Непростая история

22
18
20
22
24
26
28
30

— Только, чур, никому ни полслова! — насторожился он. — Особливо художникам. Это такой народ!..

— У меня, кроме вас, нет знакомых художников. Если считать, что я вас знаю... Гриша, а меня вы когда-нибудь нарисуете?

— Это еще надо заслужить, девушка! — Склонив голову, он смотрел на нее, словно оценивая. — Эх, если б я мог лица писать так свободно, как здания!..

Вошедшая с блюдом салата Катя слышала последнюю фразу.
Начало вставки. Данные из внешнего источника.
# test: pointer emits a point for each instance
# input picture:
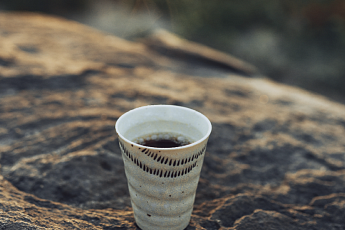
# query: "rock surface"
(275, 159)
— Что, что? А когда я сказала тебе то же самое, даже в более деликатной форме, ты как меня назвал?

— Не будем выяснять при гостях наши отношения! — объявил Гриша, подходя к столу. — Прошу всех садиться!
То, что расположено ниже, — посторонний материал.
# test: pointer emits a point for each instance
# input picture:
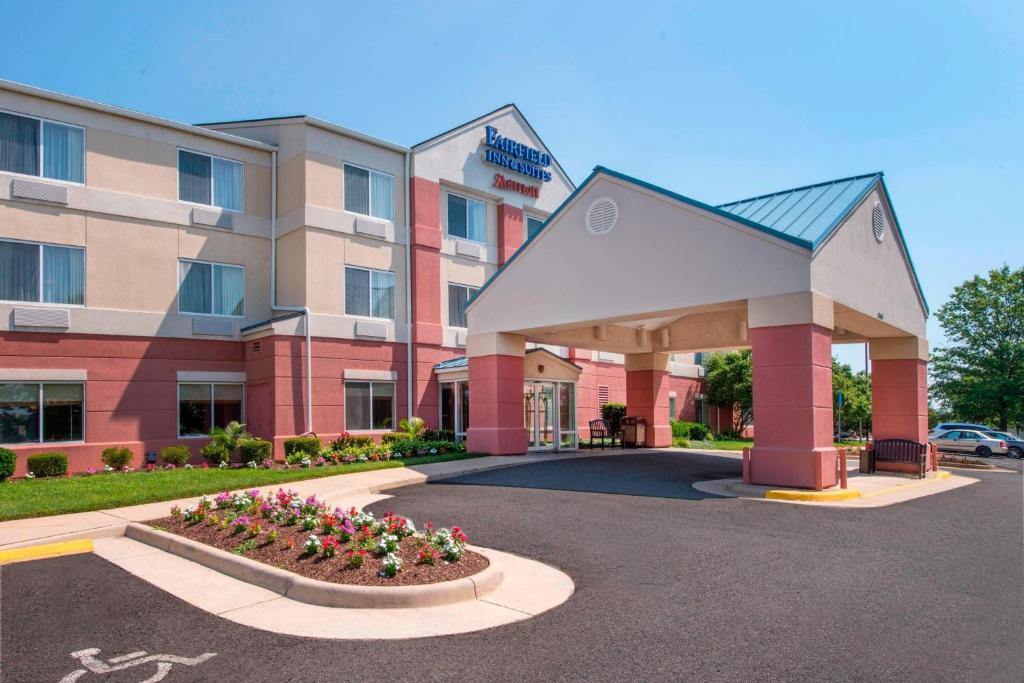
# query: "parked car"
(970, 440)
(949, 426)
(1015, 444)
Он налил бокалы и только приготовился к тосту, как в дверь постучали. Художник беспокойно посмотрел на штору: Катя подняла ее, вернувшись с крыши, да так и забыла опустить.

— Твоя вина, Катька, ты и объясняйся! Кто бы ни был — меня нет дома... Эти черти художники летом не дают работать, прут один за другим, — шепотом объяснил он гостям. — Замечено также, что поток гостей увеличивается, если на столе выпивка.
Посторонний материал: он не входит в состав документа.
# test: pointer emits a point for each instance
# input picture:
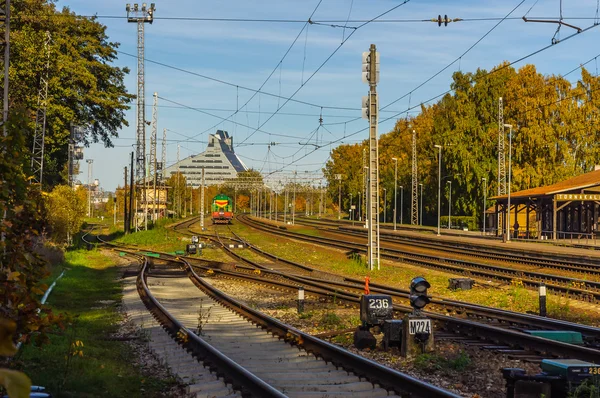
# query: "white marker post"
(300, 300)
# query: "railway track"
(303, 275)
(254, 354)
(583, 264)
(485, 327)
(580, 289)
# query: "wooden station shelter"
(563, 210)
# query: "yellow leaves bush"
(17, 384)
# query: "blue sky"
(245, 53)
Но когда в двери позади Кати показалась фигура старика, рисунки которого были известны всей стране по репродукциям, а совиный профиль — по карикатурам, Гриша, забыв все, что он говорил перед тем, бросился навстречу.

- Владимир Илларионович, дорогой, как вы вовремя! Мы только-только бокалы подняли.

— Ты знаешь, какой я питок, Гриша. — Старик тяжело опустился на тахту. — Я не помешаю твоим друзьям?

— Что вы? Здесь только свои... Поэта Кирилла Малышева вы у меня уже встречали. А это его прекрасная муза Лера.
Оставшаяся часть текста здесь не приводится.